The column points to Entergy – the No. 2 nuclear-power generator in the U.S. – as a potential opportunity, noting the company's goal of reducing its carbon emissions to 20% below its 2000 levels by the end of 2010. As for controversial nuclear-waste disposal, Barron's notes that innovations such as dry-cask storage (the utilization of high-tech sealed containers kept on site) has helped ease safety fears.
In afternoon trading, the shares of ETR have added 40 cents, or 0.5%, to dawdle near the 80.50 level. From a longer-term perspective, the stock is attempting to establish a foothold at its 72-month moving average, hovering in the round-number 80 region. This neighborhood played the part of resistance during most of 2005 and 2006, and could now switch roles and act as support.

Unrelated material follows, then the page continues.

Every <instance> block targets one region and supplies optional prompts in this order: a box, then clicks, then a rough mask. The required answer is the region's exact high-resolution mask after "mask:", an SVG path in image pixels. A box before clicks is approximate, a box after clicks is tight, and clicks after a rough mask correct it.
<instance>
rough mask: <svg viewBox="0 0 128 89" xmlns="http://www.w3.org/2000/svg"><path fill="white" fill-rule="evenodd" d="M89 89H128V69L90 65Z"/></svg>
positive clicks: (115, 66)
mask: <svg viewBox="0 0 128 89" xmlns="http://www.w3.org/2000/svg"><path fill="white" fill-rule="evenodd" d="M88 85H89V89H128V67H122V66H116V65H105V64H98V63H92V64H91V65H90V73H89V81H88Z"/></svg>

Taking a look at the sentiment surrounding the shares, it seems the aforementioned Barron's author isn't the only one with high hopes for ETR. The security currently boasts 6 "strong buys" and 2 "buy" ratings, according to Zacks, compared to 3 "holds" and a lone "sell."
In addition, the average 12-month price target on the equity rests at $95.63, Thomson Financial reports. In order to attain this generous target – in a range the stock hasn't closed a session above since mid-September – the shares of ETR would need to skyrocket about 19% from their current trading range.
Meanwhile, during the past couple of weeks on the International Securities Exchange (ISE), the energy issue has seen more than 7 times as many calls than puts bought to open. What's more, this lofty ratio rests in the 72nd annual percentile when compared to similar readings during the past year, indicating that the recent preference for calls has been more palpable only 28% of the time during the past 52 weeks.
The escalating optimism of late could signify a reversal in sentiment among near-term options traders. The stock's Schaeffer's put/call open interest ratio (SOIR) – measuring options slated to expire within 3 months – stands at 1.77, only 3 percentage points from an annual pessimistic peak.
In conclusion, should the potential of Obama's energy plans continue to bolster Entergy shares higher, the lingering skeptics in the options arena could get spooked. However, while an unwinding of pessimism in the options pits could spark some buying pressure on ETR, it seems that most of the Street is already in the bullpen – leaving little room for additional upgrades and/or price-target boosts to provide sufficient fuel on the charts.